To take various training datasets, build separate prediction models and average the resulting predictions, in order to reduce the variance and increase the accuracy of predictions. Random Forest does this by using a *random sample of predictors* at each split in a tree. This enables decorrelating the trees.

- Read the data and create a dummy dataset:

```
# clean workspace
rm(list=ls())
# read
load("../data/data_qlfs.RData")
# select variables to create a new df
data <- qlfs %>% dplyr::select(NetPay, FamilySize, Age, Sex, MaritalStatus, NSSEC, EthnicGroup, HighestQual, Tenure, TravelTime) %>%
filter(!is.na(NetPay)) %>%
filter(NetPay > 0)
# log-transform NetPay
data$NetPay <- log(data$NetPay)
# remove qlfs from the workspace
rm(qlfs)
```

- Create training (70%) and test (30%) sets and use
`set.seed()`

for reproducibility

```
# create an index variable to identify a training set
set.seed(123)
data_train = sample(
1:nrow(data),
round(0.7* (nrow(data)))
)
```

- Fit a random forest using 9 variables (usually \(p/3\)) at each split:

```
# fit random forest
m1_rf <- randomForest(
formula = NetPay ~ .,
data = data,
subset = data_train,
mtry = 3,
importance = TRUE,
na.action=na.exclude
)
m1_rf
```

```
##
## Call:
## randomForest(formula = NetPay ~ ., data = data, mtry = 3, importance = TRUE, subset = data_train, na.action = na.exclude)
## Type of random forest: regression
## Number of trees: 500
## No. of variables tried at each split: 3
##
## Mean of squared residuals: 0.2721213
## % Var explained: 43.73
```

```
# predict net pay based on the training dataset
yhat_rf <- predict(m1_rf, newdata= data[-data_train, ])
# create indices for the test set
data_test <- data[-data_train, "NetPay"]
# compute the mean squared error (MSE)
mse <- mean((!is.na(yhat_rf) - data_test)^2)
mse
```

`## [1] 0.0003043214`

#Conclusion: The test set MSE is 0.0003; this indicates that random forests yielded an improvement over regression trees.

We can assess the importance of each variable.

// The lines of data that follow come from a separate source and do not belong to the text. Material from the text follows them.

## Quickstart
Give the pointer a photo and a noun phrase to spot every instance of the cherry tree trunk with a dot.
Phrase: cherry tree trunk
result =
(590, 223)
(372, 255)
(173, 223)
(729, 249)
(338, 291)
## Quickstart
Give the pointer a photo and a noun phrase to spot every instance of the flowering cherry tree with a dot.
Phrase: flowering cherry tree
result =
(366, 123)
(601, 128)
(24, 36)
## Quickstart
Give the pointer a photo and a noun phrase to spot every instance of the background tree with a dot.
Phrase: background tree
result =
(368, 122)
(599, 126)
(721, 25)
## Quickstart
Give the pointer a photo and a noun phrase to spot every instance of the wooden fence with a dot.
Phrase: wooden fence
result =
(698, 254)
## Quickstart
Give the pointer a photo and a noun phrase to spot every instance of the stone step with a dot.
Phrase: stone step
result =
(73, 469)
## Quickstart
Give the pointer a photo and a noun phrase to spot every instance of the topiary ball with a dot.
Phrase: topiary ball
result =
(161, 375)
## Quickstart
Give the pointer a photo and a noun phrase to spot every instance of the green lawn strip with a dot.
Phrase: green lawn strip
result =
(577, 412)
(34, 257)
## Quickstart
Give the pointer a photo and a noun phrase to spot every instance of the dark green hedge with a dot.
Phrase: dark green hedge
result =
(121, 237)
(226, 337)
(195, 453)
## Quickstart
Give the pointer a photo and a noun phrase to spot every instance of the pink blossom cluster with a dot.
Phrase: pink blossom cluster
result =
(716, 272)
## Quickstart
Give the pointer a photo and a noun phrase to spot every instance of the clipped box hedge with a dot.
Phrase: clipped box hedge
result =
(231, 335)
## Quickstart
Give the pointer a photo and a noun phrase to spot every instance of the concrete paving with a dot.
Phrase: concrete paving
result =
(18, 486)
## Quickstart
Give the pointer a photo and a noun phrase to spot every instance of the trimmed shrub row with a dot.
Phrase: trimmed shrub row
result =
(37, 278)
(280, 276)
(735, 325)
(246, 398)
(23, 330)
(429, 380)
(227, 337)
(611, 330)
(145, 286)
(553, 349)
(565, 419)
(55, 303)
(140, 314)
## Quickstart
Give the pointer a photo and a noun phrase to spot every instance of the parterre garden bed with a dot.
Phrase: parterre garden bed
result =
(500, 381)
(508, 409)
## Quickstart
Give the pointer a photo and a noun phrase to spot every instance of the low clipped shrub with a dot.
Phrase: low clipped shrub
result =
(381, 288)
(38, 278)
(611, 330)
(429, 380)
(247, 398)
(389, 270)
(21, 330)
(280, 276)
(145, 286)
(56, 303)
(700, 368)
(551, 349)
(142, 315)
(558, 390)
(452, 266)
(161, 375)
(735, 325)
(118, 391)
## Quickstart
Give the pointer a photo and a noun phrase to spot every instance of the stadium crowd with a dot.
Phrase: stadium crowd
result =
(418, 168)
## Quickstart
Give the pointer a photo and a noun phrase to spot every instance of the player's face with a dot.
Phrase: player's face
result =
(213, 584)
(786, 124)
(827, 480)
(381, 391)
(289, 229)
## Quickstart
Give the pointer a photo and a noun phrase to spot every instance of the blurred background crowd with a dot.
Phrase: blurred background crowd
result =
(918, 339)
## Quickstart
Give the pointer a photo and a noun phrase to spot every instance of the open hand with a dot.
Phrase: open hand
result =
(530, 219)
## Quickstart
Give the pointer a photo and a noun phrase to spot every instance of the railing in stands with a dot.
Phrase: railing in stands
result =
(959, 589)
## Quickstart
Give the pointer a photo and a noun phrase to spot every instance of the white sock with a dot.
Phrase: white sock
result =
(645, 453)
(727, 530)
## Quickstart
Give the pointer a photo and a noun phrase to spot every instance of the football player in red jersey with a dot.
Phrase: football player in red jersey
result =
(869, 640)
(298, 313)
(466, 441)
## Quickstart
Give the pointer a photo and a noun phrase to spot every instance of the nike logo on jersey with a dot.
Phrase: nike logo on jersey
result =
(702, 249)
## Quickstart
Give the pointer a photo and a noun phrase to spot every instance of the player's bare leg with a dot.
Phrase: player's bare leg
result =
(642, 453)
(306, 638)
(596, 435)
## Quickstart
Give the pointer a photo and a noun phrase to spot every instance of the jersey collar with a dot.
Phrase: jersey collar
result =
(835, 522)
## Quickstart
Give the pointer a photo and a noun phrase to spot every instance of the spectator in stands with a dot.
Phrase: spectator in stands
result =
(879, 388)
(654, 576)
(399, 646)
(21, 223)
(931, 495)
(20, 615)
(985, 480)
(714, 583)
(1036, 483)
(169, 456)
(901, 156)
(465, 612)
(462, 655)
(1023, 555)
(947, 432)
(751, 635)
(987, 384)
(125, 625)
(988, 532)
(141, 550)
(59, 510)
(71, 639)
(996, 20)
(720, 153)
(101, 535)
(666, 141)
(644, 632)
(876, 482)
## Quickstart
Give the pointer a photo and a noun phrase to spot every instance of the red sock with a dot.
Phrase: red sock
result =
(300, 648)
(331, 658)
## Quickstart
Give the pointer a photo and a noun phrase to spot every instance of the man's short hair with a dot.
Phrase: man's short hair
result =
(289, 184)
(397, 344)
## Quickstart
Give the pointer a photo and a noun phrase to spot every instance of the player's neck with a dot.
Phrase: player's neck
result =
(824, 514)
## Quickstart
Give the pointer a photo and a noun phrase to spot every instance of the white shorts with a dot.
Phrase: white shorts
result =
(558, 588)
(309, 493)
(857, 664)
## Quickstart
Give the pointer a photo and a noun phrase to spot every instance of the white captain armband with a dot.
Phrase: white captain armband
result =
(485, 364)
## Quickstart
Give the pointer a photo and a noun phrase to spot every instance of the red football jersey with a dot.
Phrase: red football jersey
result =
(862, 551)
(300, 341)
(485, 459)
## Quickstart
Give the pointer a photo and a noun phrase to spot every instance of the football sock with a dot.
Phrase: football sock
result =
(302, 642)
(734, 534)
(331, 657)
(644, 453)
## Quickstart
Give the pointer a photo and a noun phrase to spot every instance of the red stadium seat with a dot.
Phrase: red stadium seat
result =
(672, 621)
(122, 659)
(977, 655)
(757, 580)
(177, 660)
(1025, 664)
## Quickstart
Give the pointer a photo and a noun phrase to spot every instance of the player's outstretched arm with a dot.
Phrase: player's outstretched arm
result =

We can use two measures of variable importance. The *IncMSE* below is based on the mean decrease of prediction accuracy on the out-of-bag samples when a variable is excluded from the model. The *IncNodePurity* is a measure of the total decrease in node impurity that results from splits over that variable, averaged over all trees. For regression trees,node impurity is measured by the training RSS, and for classification trees by the deviance.

`varImpPlot(m1_rf)`

*Test Error*: Average error of predicting an observation based on a unseen test dataset i.e. not used in the training dataset.

*Tranning Error*: Average error of predicting an observation included in the tranning dataset.